Thread: Is this safe?

  1. #16
    Just Lurking Dave_Sinkula's Avatar
    Join Date
    Oct 2002
    Posts
    5,005
    I think this is the point tmouse is trying to make.
    Code:
    #include <stdio.h>
    #include <ctype.h>
    
    int myisprint(int value)
    {
       if ( value < 0 )
       {
          puts("Bzzzt!"); /* potentially undefined behavior */
          return 0;
       }
       return isprint(value);
    }
    
    void foo(const char *text)
    {
       puts("foo");
       for ( ; *text; ++text )
       {
          myisprint(*text);
       }
    }
    
    void bar(const char *text)
    {
       puts("bar");
       for ( ; *text; ++text )
       {
          myisprint((unsigned char)*text);
       }
    }
    
    int main(void)
    {
       static const char text[] = "Ich möchte"; /* some text I googled */
       foo(text);
       bar(text);
       return 0;
    }
    
    /* my output
    foo
    Bzzzt!
    bar
    */
    7. It is easier to write an incorrect program than understand a correct one.
    40. There are two ways to write error-free programs; only the third one works.*

  2. #17
    S Sang-drax's Avatar
    Join Date
    May 2002
    Location
    Göteborg, Sweden
    Posts
    2,072
    Quzah, if char is signed by default, characters with a negative numerical value will yield undefined behaviour on Anonytmouse's implementation, even though those values are prefectly valid.
    Quote Originally Posted by Quzah
    Don't you just hate being wrong?
    Please.
    Last edited by Sang-drax : Tomorrow at 02:21 AM. Reason: Time travelling

  3. #18
    and the hat of int overfl Salem's Avatar
    Join Date
    Aug 2001
    Location
    The edge of the known universe
    Posts
    39,661
    > if char is signed by default
    It isn't - an unqualified char may be signed or unsigned.

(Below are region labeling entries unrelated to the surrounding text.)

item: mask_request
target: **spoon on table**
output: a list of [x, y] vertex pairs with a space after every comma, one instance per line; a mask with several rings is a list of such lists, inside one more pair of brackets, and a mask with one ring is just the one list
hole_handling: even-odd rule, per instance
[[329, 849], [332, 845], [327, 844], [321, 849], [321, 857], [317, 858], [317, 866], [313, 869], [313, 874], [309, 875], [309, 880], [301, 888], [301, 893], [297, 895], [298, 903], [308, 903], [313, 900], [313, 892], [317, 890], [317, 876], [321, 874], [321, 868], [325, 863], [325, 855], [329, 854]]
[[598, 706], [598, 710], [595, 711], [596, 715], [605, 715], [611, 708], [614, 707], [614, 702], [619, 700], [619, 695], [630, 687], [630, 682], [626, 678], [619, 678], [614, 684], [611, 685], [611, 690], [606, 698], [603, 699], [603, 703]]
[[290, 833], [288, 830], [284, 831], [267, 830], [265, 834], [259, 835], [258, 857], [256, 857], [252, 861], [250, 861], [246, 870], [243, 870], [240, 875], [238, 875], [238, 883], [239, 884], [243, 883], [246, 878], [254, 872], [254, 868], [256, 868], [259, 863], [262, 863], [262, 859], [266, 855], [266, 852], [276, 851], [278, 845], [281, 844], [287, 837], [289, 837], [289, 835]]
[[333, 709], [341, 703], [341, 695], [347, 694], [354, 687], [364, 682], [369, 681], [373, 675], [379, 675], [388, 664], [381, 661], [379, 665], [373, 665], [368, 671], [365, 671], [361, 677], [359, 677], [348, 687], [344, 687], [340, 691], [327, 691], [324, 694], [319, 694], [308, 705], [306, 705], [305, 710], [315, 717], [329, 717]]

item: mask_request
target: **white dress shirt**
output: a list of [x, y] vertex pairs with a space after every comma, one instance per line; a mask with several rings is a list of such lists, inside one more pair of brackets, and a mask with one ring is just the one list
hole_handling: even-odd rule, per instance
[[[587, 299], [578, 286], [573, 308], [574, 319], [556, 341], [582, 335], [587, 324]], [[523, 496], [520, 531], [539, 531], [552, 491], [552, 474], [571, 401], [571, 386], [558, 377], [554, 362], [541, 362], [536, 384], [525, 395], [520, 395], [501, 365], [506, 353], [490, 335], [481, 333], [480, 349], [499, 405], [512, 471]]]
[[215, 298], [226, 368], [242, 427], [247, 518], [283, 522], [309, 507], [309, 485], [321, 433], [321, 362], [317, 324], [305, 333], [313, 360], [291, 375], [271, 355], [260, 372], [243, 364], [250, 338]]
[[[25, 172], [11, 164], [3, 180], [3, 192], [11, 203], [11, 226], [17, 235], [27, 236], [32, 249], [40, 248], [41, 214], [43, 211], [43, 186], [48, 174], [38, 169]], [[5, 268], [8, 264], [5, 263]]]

    gcc for example has -fsigned-char and -funsigned-char compilation options to fiddle things when code makes the wrong choices.
    If you dance barefoot on the broken glass of undefined behaviour, you've got to expect the occasional cut.
    If at first you don't succeed, try writing your phone number on the exam paper.

  4. #19
    ATH0 quzah's Avatar
    Join Date
    Oct 2001
    Posts
    14,826
    Quote Originally Posted by Sang-drax
    Quzah, if char is signed by default, characters with a negative numerical value will yield undefined behaviour on Anonytmouse's implementation, even though those values are prefectly valid.
    Please.
    Newsflash: EOF is negative! Now be a good little programmer and go read the EOF FAQ.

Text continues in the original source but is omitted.